Farida Waziri pronounces Goodluck Jonathan guilty

Farida Waziri
Somewhere out there, right now, is one rich and powerful Nigerian. We do not know how he made his money, but we have it on some authority he was one of the chieftains of the fuel subsidy scam.
That chapter, you might remember, almost brought down the Goodluck Jonathan government in January 2012.
During that time, Jonathan, like every pretentious Nigerian leader passing through the pages of history, was ‘combating’ corruption. At the helm of the Economic and Financial Crimes Commission (EFCC), was one Farida Waziri, a former policewoman.
Waziri was notorious for her dubious background and for her duplicity. During her tenure, I detailed in this column her unsuitability for the job, including conflict of interest issues.

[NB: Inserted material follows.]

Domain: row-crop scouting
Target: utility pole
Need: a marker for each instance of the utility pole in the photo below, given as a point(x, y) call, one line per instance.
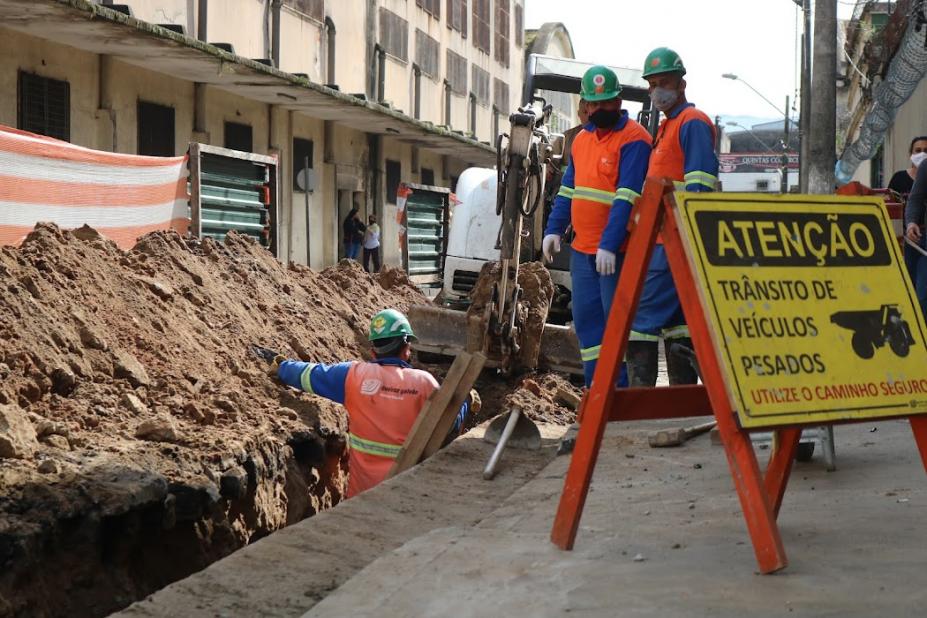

And then, once she took office, she tried to remodel the EFCC, including removing the top 10 officers who had handled such important case files as those of Bukola Saraki and James Ibori. One of them was a thorough and respected officer known as Ibrahim Magu, who had led the Economic Governance Section and Presidential Task Force. Waziri had him arrested, detained, suspended from the police, and exported to Ekiti State.
A fluent liar, she attempted to justify her actions, saying she was hunting for “vital documents” concerning sensitive EFCC cases, and that the files of the governors facing prosecution were either missing or distorted. Not true: one of Mr. Nuhu Ribadu’s strengths had been his digitisation of information and offshore storage.
Trying to ward off public opprobrium, Waziri also lied that the EFCC did not have any public petitions against former President Olusegun Obasanjo. She has a master’s degree in law, but not in History: in November 2007, the Coalition Against Corrupt Leaders had publicly filed one at the EFCC’s Ikoyi office; and days later on December 10, the Conference of National Political Parties also publicly filed another, acknowledgement by the EFCC in a letter dated December 24, 2007.
Waziri did many other dastardly things for which she earned a large accumulation of petitions, but for some reason, Mr. Jonathan ignored them all, setting the EFCC chairperson free to travel, spend money and make speeches.
In reference last week to losing that plum job, she declared the EFCC had been denied the freedom to do its work, suggested that her removal meant she was not part of “the alleged grand corruption” under Jonathan.
“I’m only glad that those things didn’t happen under my watch as EFCC chairman because it would have been too traumatic for me,” she declared. And that is why if I see ex-President Jonathan today, I will kneel down to thank him for the honour done me by removing me as EFCC chairman at the time he did.”
She spoke as though she was not the same person who, in an interview with the EFCC’s Zero Tolerance magazine in September 2013, two years after she had been sent home, complained that Jonathan had ‘humiliated’ her by the abruptness of his action.
But ‘grand corruption’? An oil subsidy ‘mastermind’?
This is how she said she got fired: “My first strong premonition of what was ahead was when I began the probe of the monumental oil subsidy fraud going on then. I came to Lagos on a vital intelligence on the subsidy scam and as soon as I arrested a key culprit, I got a call from the presidential villa asking me to release the suspect, because according to their words ‘he is our person’, but I refused to let him off and days after I was removed from office.”